Skunkworks Top Gun - The Darkstar, a large but fictional aircraft built by Lockheed Martin Skunk Works, will be on static display at the Edwards Air Force Base air show from October 14 to 16. (Photo: Lockheed Martin)
Lockheed Martin Skunk Works will have a secret hypersonic jet on static display at the Edwards Air Force Base air show Oct. 14-16. But It Will Never Fly This is the full-scale model of Darkstar featured in the opening scene of this year's hit movie "Top Gun: Maverick."
Skunkworks Top Gun
The exhibition will be the main attraction, at least on the first day of the show, when about 12,000 students from high schools in the region will participate. Lockheed and show organizers hope it will stimulate interest in space careers.
Lockheed Darkstar From Top Gun Maverick [add On] 1.0
Skunk Works is currently on a hiring spree, securing several contracts, mostly classified in the Pentagon over the past few years. Last year, it opened a new 215,000-square-foot advanced manufacturing facility at its Palmdale headquarters.
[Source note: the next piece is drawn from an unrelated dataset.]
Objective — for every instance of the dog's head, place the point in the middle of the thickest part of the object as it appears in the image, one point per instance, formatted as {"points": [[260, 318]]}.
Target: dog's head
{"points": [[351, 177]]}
"Darkstar may not be real, but it has power. Hypersonic technology is a capability that our team is advancing today with more than 30 years of hypersonic investment and experience in development and testing," Skunk Works said when the film debuted last month. april
Rumors and speculation about such a development in Palmdale, California have circulated for years. First it was "Aurora" and later "SR-72".
But the only fully recognized Hi-Mac program underway at Skunk Works is the X-59, an unclassified demonstration of quiet supersonic technology for NASA that is scheduled to fly later this year. Last year, Skunk Works released partial details of the Speed Racer, a UAS or airborne missile, but the project is demonstrating rapid digital development and manufacturing technology rather than super-fast flight.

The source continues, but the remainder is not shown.